Wednesday, January 7, 2015

The Ten Worst Films of 2014


The ten worst feature films of 2014:


10.) "Le Chef" - The one genuinely unappetizing offering in a summer of pretty good food porn, this puerile and predictable French comedy featured endless wearying arguments, offensively underdeveloped roles for women, a detour into molecular gastronomy that was obsolete before it began, and a jaw-droppingly retrograde geisha sketch.

9.) "Unbroken" - Angelina Jolie's misguided Oscar bid, with a recipe calling for a hundred pounds of suffering per ounce of redemption.
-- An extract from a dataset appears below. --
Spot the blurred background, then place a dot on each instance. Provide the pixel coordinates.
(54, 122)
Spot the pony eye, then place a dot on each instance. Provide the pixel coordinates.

This is not why I go to the movies: to be made to turn away from the screen and cringe time after time by a director intent on flogging me into submission.

8.) "Six Dance Lessons in Six Weeks" - A pablum-puking piece of politically correct piffle, with a Razzie-worthy lead performance by the loathsome Cheyenne Jackson, who dances, prances and bares his teeth through this two-hour torture-fest with all the subtlety of a dinner theater trouper in Des Moines.

7.) "The Interview" - Strip away the hacking and e-mail scandals and what is the paying viewer left with? A thuddingly unfunny and defiantly artless movie that seems to go on for twice its actual two-hour length. With its bizarre emphases on scatology and homophilia, it looks like it was slapped together on the cheap and shot over a single weekend with no retakes.

6.) "At Middleton" - As parents who meet-cute on their kids' college campus tour, Vera Farmiga and Andy Garcia engage in so many random acts of manufactured whimsy - pilfering arbitrarily unlocked bicycles, taking bong hits in a dorm room, performing an improvised dramatic scene before an acting class - I stopped keeping count. Every line of dialogue is false to its core.

5.) "Hector and the Search for Happiness" - This sophistic saga of one milquetoast man's midlife crisis fills a gaping cinematic lacuna for those who found "Eat Pray Love" just a bit too intellectually challenging. Simon Pegg's vaguely defined yet interminable world tour to study happiness produces enough sententious claptrap and fortune-cookie philosophy to choke on its own vapid profundity.

4.) "Wish I Was Here" - An exercise in unmitigated self-indulgence that firmly establishes Zach Braff as a poor man's Ray Romano. Each scene in this kitchen-sink cholent of a movie ends with a pan to Braff's repellent mug, giving himself the last word and stretching the runtime to an ungodly two hours. Here is a true shonda for the neighbors.

3.) "A Walk Among the Tombstones" - One of the most degrading and dehumanizing major studio movies in recent memory, it wallows in violence against women, putting its victims through the wringer, feigning sympathy, then turning to us for approbation. As for star Liam Neeson, this once important actor has now abandoned any pretense of a quality control filter to chase paychecks from whatever tawdry and trashy rathole they are dangled.

2.) "Calvary" - As black-hearted as any movie this year, aiming to score cheap points with bilious misanthropy and knee-jerk nihilism. Brendan Gleeson plays the priest of an Irish community whose congregants treat him more shabbily - more cruelly, really - than anyone I know would behave toward a man of the cloth. Writer-director John Michael McDonagh leaves no stone unturned in his quest for unremitting bleakness, making "Calvary" a depressing, headache-inducing geek show staged by a man who's clearly lost his way.

1.) "A Million Ways to Die in the West" - In selecting the single worst movie of 2014, I asked myself, of all 25 one-star pictures I saw, which would I least like to sit through a second time? The answer was obvious: the ghastly Western spoof "A Million Ways to Die in the West," two long hours without a single laugh, a single chuckle, even a single smile. Two long hours of silent, open-mouthed, slack-jawed stupefaction at the idea that someone, somewhere thought this would be funny. For the paying audience, a bottomless bowl of insult and degradation.

1 comment:

  1. "So tell me how you really feel," is one thing I never have to ask after reading your reviews. Fantastic as always.